Emmanuel Z. C. Nakamura*
Quando a crise econômica se evidenciou com toda a sua força no sistema financeiro, em meados de setembro de 2008, circulou num jornal de grande divulgação de São Paulo uma coluna com uma constatação pertinente, a de que estamos diante da primeira crise global do capitalismo sem adversário. Nesse contexto novo, é pertinente perguntar pelo desdobramento político da crise.

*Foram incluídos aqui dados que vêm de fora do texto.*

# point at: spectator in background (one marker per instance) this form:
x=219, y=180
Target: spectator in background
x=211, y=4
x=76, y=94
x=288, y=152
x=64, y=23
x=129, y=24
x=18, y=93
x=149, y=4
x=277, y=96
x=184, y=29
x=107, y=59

Apesar da previsão de alguns economistas de que, no plano econômico, ela se estenderá em razão das características do dólar como dinheiro mundial e dinheiro de crédito, podemos afirmar que, no plano político, hoje o que a população mais anseia é pela resolução breve da crise, pelo retorno do crescimento econômico e do nível de emprego.
Faço essas considerações soltas apenas para trazer para a reflexão esse anseio da população por uma certa “normalidade” não problematizada, pois, analogamente, entrando aqui diretamente no nosso assunto, toda vez que funcionários, professores e estudantes entram em greve, o que a maioria da população dentro da universidade anseia é pelo retorno à normalidade das aulas e pesquisas. Em geral, a população universitária já se acostumou com as greves, encarando-as como uma “anomalia” restrita aos períodos de negociação salarial, à qual, pelo menos na maioria das vezes, os estudantes se juntam incorporando “reivindicações abstratas”. Em geral também, essas reivindicações são feitas por uma minoria dos cursos da área de humanidades. A pergunta sobre a qual gostaria de refletir é por que a agitação política se restringe, salvo algumas exceções, à área de humanas? Meu objetivo aqui é apenas sugerir por que essa pergunta é pertinente e esboçar a seguinte resposta: essa agitação política aparece como uma anomalia localizada na área de humanidades, mas é, essencialmente, o resultado histórico da falta de uma reflexão no país sobre a formação de um sentido integrador das diferentes dimensões da experiência humana.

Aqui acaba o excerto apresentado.